Being asleep and being so young were the combo triggering the breathing reaction. A baby’s airway is apparently soft cartilage (or some similar stuff), which gets stiffer as they get older. And as everything relaxes while sleeping. So it seems that combination and milk coming up lead to the breathing spasms.

The pulmonologist suggested that we address the “too much milk” issue by reducing feeding time and holding the baby upright following feedings. He also prescribed Ranitidine. We filled the prescription, but waited a week until we had another appointment with his pediatrician.

In retrospect I would have also liked to visit a gastroenterologist, since this issue seemed to be stemming from the stomach.

The Solution: Nursing Protocol and Medicine

We ended up with a two-part solution to address two different (but related) symtpoms.

  1. Since he was such a huge baby and clearly gaining plenty of weight, I began cutting him off of nursing so he didn’t overly full. I also made sure he stayed upright for 20-30 minutes after feeding. Yep. Every time. Even in the middle of the night. (To stay awake while holding him, I watched every season of The Great British Baking Show, only during the night, in his first few months of life.)
  2. We started him on Ranitidine to help the pain as food was coming out of his stomach.

From what I understand, the medicine does *not* address the breathing issue (so why did the pulmonologist prescribe it originally to deal with the breathing?? I don’t know). The medicine is only to neutralize the stomach acid so it doesn’t hurt coming up. It doesn’t actually stop it from coming up. So reducing the feeding time and holding him up helped stop milk from coming back up and triggering the breathing episodes, and the medicine stopped it from hurting when it did.

The pulmonologist was also very reassuring regarding the severity of this issue. He said (almost with a shrug), “he’s still breathing. He’s getting air.” It sounded horrible and definitely wasn’t normal, but no airway was blocked. He explained this wasn’t a situation where his airway would collapse or he would just stop breathing from his particular issue. Which I think was my biggest fear deep down, that somehow the baby would be overwhelmed by this at night when I wasn’t watching him. I was so thankful to have answers, a plan, and a diagnosis that was manageable.

Side Note: Worries about Ranitidine

I had a fair amount of hand-wringing about the medicine because I had read medicines for gastrointestinal issues that change the stomach acid have been linked to higher rates of allergies in kids who take them. I was very apprehensive about giving a baby medicine for a theoretically short-term problem that would end up causing him life-long issues with allergies. Our pediatrician suggested he begin the medicine since it seemed like he was truly in pain, based on his sharp and sudden cries that accompanied/followed a breathing episode. (Stomach contents coming up >acid coming up > liquid reaching the lungs > lungs reacting to prevent aspiration.)

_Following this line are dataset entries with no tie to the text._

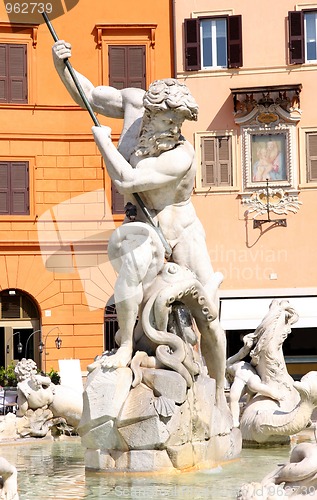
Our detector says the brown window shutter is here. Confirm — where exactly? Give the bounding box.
[227,15,242,68]
[184,19,201,71]
[127,45,146,90]
[0,161,10,214]
[8,44,27,103]
[11,161,29,215]
[108,45,128,90]
[217,136,231,186]
[109,45,146,90]
[111,182,125,214]
[288,11,305,64]
[306,133,317,182]
[0,43,8,102]
[201,137,216,187]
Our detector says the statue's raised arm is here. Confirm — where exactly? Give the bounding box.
[52,40,144,126]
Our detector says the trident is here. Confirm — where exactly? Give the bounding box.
[42,12,172,259]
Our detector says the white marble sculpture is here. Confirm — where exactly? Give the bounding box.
[53,41,239,470]
[0,457,19,500]
[237,432,317,500]
[227,300,317,444]
[15,358,83,437]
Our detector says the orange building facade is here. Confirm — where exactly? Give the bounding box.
[175,0,317,375]
[0,0,173,371]
[0,0,317,376]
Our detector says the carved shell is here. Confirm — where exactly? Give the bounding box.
[154,396,175,417]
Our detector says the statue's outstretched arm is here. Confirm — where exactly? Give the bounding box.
[92,127,193,194]
[52,40,144,118]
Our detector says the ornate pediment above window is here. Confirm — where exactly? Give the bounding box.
[231,84,302,223]
[231,84,302,127]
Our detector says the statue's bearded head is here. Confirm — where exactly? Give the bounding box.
[135,78,198,156]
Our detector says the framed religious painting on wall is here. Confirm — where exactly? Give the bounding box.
[243,128,291,188]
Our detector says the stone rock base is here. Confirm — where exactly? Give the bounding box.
[85,429,241,473]
[78,367,241,472]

It was something we discussed together as parents after leaving the pediatrician, and we decided to alleviate his pain (happening daily) and take the possible allergy risk. To note, at the time of this writing the baby is 8 months old and hasn’t had any issues with peanuts or eggs.

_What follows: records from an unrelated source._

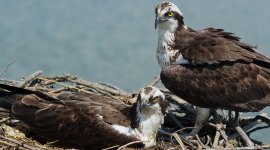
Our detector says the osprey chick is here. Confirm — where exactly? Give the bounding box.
[0,84,167,149]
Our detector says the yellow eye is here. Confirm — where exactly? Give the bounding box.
[165,11,174,17]
[149,97,159,103]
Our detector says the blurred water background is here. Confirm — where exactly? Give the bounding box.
[0,0,270,143]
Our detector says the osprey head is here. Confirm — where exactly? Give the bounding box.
[155,2,184,29]
[138,86,165,110]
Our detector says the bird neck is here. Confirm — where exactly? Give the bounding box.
[156,26,188,68]
[138,104,164,145]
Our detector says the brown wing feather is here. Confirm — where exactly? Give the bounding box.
[12,93,136,149]
[161,62,270,111]
[174,28,270,66]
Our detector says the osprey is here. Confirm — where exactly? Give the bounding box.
[155,2,270,137]
[0,84,167,149]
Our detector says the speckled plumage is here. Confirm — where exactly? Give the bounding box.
[156,2,270,111]
[0,84,168,149]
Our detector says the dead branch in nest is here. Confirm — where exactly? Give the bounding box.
[0,60,15,77]
[17,70,42,88]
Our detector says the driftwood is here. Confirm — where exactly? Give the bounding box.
[0,69,270,150]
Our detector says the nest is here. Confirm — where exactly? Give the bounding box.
[0,71,270,150]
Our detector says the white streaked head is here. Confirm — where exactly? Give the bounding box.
[139,86,165,110]
[155,2,184,32]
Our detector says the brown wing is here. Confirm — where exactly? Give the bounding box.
[12,93,136,149]
[161,62,270,111]
[175,28,270,67]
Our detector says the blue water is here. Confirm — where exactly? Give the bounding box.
[0,0,270,143]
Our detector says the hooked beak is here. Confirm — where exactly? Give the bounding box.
[155,16,167,29]
[141,102,150,109]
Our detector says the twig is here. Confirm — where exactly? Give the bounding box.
[102,145,119,150]
[148,75,160,86]
[69,79,131,96]
[18,70,42,88]
[0,60,16,77]
[117,141,143,150]
[195,134,206,149]
[0,117,10,124]
[235,126,254,146]
[171,133,186,150]
[168,113,184,128]
[0,135,36,150]
[99,82,130,95]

On the Other Side – Everything is Ok!

At around 8 months I declared the “all clear” and we haven’t had any issues. He’s now a happy baby, nurses as long as he wants to again (typically doesn’t go over 15 minutes total even when dream feeding), and I put him down to sleep immediately after feeding him at night.

Feel free to share your own experiences or ask questions in the comments. I’m always happy to share our own experiences and give encouragement in seeking answers.

As another reminder, please talk to your pediatrician as your first point of contact for any medical questions. This post is not meant to give any medical advice or diagnose/treat any medical issue.